Education: If you already have a bachelor's in an unrelated area, earning a certificate in paralegal studies is one education option. Otherwise consider earning an associate's degree in paralegal studies.
Average Salary: $49,640*
Smart Career Choice #4 - Computer Support Specialist
People skills are nearly as important as your tech skills in this career since computer support specialists provide support to companies and people in person and by phone and email.
- Computer support specialist was named one of U.S. News & World Report's "50 Best Careers of 2011," in part due to a high-volume of entry-level opportunities.
- Rapid advances in technology could make this a hot career track.
- Some companies prefer to hire computer support specialists who want to work from home because of the potential cost-savings involved, according to the U.S. Department of Labor.
Education: There are different ways to prepare for this career, according to the Department of Labor, from earning a certificate in technology support to an associate's or bachelor's degree in an IT-related area.
Average Salary: $49,930*
Smart Career Choice #5 - Medical Records Technician
Looking to break into health care? Consider a career as a medical records technician. They're the ones who input and manage patient health care records and data.
- A recent nationwide push to convert paper medical records into electronic form by President Obama makes this a potentially hot career option.
- Employment opportunities for medical records technicians will rise 20 percent through 2018, according to the U.S. Department of Labor.
- Career prospects are best for those who understand how to use the latest medical records technology and software, according to the Department of Labor.
Education: A medical billing and coding certificate is a relatively quick and focused way to prepare to pursue this type of position.
Average Salary: $35,010*
Smart Career Choice #6 - Accountant
Have a head for numbers and enjoy working with spreadsheets? Accountants prepare and verify financial documents while making sure that the books are balanced.
- Accounting firms made more offers to the class of 2011 college grads than companies in any other area, according to the National Association of Colleges and Employers' Winter 2011 Salary Survey.
- Accountant employment opportunities will rise 22 percent from 2008-2018, according to the U.S. Department of Labor.
- Thanks to a bright job outlook and strong earning potential, accountant was named one of U.S. News & World Report's "50 Best Careers of 2011."
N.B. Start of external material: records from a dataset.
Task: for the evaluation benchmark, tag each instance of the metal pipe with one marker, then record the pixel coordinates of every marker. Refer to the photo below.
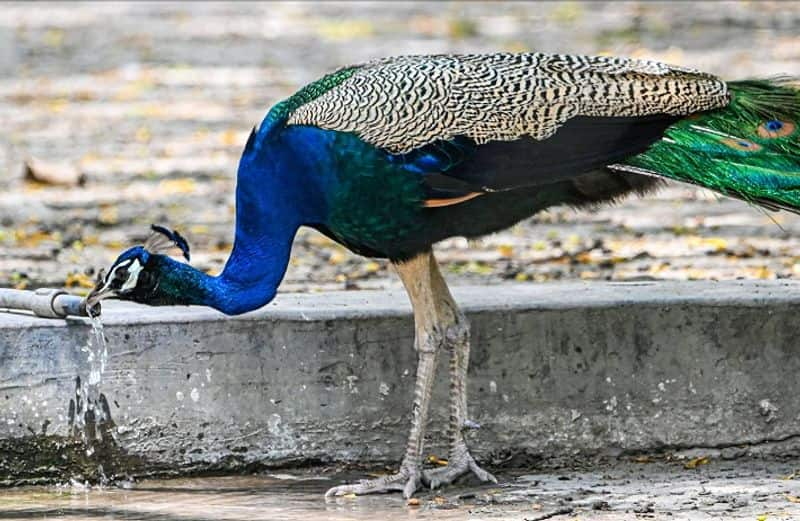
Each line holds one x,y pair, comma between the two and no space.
46,302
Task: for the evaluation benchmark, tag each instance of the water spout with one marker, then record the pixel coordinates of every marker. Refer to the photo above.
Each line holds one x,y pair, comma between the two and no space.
47,303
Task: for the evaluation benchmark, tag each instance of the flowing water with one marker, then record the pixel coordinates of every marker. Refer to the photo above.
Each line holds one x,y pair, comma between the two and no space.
88,399
721,490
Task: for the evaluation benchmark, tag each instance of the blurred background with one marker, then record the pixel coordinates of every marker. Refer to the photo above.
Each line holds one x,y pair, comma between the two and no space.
118,115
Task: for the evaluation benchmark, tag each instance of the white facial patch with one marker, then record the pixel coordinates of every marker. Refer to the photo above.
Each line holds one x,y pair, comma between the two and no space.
133,275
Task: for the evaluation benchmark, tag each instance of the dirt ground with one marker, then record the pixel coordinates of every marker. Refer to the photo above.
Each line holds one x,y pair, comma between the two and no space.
723,490
148,105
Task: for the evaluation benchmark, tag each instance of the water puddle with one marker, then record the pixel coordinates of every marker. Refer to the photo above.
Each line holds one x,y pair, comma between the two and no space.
277,497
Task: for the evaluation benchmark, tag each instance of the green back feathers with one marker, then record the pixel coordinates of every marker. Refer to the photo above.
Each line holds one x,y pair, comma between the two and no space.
749,149
282,110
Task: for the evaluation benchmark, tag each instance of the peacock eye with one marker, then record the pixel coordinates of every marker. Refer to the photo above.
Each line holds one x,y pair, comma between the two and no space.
776,128
742,144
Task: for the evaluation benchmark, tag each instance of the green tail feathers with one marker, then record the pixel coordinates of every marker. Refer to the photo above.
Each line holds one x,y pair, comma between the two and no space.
749,149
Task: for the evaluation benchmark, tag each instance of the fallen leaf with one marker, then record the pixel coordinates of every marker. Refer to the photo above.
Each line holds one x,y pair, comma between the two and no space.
505,250
51,173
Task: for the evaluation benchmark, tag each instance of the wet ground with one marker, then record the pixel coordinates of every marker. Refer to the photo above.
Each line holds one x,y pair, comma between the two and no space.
149,104
752,490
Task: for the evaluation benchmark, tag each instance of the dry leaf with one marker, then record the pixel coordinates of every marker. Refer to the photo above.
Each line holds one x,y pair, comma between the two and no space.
62,174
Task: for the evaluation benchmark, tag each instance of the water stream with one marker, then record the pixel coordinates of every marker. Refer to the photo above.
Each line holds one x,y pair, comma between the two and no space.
88,393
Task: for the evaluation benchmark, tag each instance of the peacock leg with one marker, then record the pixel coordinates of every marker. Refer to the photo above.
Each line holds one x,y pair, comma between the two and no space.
435,316
459,461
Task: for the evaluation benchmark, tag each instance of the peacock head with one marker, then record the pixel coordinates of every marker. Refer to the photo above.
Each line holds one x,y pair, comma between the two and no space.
138,272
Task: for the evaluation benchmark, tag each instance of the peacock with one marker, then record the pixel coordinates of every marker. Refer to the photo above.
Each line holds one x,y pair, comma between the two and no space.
391,156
Education: Most employers require a bachelor's degree in accounting or in a related area like finance, according to the Department of Labor. If you want to get certified, most states require a bachelor's degree before taking the certified public accountant (CPA) exam. Some accountants also earn a master's of business administration (MBA).
Average Salary: $68,960*
Smart Career Choice #7 - Dental Assistant
Looking for a career that combines office and clinical work? Dental assistants perform office duties while also working in patient care and can even work in the laboratory.
- Dental assistants are enjoying "excellent" career prospects that will grow 36 percent through 2018, according to the U.S. Department of Labor, making it one of the country's fastest-growing careers.
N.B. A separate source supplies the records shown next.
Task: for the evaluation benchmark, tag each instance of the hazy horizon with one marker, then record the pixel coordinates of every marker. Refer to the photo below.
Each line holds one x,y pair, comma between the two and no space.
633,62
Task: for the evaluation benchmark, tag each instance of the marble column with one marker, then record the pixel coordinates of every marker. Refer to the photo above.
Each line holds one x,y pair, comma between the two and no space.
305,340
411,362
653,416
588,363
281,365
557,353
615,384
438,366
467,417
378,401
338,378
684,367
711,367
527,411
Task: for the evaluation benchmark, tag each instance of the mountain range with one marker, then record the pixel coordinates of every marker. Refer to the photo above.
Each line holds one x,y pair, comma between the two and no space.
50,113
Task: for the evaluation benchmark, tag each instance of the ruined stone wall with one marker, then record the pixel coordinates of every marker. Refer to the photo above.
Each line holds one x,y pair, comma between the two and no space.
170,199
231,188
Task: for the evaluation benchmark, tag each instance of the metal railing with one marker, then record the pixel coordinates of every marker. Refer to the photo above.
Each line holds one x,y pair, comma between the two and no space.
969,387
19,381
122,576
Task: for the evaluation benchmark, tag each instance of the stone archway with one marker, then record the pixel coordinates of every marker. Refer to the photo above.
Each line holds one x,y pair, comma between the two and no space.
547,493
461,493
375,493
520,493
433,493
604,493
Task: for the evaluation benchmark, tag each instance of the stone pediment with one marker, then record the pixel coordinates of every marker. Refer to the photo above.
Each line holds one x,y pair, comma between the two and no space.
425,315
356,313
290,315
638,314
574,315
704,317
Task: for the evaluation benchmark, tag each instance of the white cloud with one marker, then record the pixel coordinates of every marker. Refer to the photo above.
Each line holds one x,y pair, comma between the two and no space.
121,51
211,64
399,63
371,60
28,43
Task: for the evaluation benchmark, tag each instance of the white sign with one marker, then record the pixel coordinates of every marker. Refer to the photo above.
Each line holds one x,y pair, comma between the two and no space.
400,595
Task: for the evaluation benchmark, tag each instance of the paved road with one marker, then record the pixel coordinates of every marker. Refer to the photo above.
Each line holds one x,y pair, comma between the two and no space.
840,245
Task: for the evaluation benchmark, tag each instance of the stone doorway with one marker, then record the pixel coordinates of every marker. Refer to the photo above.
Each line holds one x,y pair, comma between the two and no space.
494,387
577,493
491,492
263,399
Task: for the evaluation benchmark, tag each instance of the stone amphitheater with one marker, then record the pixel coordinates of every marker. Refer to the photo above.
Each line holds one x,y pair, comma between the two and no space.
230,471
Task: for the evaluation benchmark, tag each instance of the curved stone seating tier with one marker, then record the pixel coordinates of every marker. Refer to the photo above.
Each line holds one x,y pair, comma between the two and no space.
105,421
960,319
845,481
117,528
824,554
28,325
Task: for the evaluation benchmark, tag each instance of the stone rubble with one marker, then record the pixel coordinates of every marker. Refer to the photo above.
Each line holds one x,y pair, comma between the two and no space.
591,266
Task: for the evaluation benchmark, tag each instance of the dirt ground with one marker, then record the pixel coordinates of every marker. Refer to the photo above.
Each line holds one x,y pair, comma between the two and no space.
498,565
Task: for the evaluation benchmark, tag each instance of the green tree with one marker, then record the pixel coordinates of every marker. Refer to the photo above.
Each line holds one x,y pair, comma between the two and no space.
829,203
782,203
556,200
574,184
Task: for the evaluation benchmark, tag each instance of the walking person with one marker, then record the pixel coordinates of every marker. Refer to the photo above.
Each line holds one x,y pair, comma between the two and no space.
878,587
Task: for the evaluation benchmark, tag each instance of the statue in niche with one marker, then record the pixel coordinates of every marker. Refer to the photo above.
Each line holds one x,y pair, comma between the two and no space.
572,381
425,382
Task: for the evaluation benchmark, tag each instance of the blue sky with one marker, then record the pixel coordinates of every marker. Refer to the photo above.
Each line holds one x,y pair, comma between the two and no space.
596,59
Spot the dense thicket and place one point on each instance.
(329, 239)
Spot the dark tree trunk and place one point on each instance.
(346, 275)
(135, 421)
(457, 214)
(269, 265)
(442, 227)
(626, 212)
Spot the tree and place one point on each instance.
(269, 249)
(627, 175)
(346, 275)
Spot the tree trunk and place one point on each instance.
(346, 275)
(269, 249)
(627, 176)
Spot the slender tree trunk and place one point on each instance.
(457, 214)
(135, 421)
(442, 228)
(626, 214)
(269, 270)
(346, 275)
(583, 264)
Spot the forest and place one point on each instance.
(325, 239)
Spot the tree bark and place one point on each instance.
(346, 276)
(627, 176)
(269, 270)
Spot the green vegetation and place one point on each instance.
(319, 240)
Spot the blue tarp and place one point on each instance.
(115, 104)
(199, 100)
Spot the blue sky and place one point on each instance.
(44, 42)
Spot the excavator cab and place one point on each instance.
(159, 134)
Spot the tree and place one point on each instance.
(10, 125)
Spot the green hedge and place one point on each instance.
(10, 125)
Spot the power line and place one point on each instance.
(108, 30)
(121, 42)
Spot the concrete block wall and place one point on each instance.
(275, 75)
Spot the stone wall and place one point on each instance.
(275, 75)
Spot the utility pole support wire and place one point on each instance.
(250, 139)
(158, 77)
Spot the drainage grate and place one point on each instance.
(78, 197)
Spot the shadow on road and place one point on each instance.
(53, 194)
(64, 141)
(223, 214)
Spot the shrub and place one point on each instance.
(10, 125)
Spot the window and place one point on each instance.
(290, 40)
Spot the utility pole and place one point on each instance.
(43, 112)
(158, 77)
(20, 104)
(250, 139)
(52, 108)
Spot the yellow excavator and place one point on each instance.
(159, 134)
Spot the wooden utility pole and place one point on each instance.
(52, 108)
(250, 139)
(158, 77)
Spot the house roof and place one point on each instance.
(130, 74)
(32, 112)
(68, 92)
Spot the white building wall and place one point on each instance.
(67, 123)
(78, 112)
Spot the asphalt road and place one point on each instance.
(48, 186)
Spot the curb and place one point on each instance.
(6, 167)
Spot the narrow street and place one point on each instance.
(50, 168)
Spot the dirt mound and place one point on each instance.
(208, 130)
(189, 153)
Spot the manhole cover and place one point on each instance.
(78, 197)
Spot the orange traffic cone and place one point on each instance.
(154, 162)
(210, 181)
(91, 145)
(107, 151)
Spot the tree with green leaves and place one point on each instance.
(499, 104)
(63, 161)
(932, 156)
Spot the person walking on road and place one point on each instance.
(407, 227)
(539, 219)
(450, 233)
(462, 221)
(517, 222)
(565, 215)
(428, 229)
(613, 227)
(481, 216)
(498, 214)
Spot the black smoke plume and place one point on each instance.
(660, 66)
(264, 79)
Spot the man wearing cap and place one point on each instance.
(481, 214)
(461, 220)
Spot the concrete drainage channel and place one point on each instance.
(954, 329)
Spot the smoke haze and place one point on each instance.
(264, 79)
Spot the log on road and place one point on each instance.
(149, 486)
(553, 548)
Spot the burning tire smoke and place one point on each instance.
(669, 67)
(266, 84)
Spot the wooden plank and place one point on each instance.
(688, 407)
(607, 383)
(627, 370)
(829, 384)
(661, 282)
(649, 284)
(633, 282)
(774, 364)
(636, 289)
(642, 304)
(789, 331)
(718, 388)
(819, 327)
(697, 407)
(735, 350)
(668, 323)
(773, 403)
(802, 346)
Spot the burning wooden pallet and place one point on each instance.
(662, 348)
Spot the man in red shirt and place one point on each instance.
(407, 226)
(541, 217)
- Population growth - along with an aging population that has increasingly healthy teeth and gums - is creating a demand for more dental assistants to help perform routine procedures.
- The Department of Labor says most dental assisting programs take less than one year to complete.
Education: Though educational requirements can vary on a state-by-state basis, dental assistants with formal preparation generally enjoy the best career prospects, according to the Department of Labor. You could earn a dental assisting certificate in about one year, depending on your course load and specific program.
Average Salary: $34,140*
*All salary information comes from the U.S. Department of Labor using May 2010 earnings data.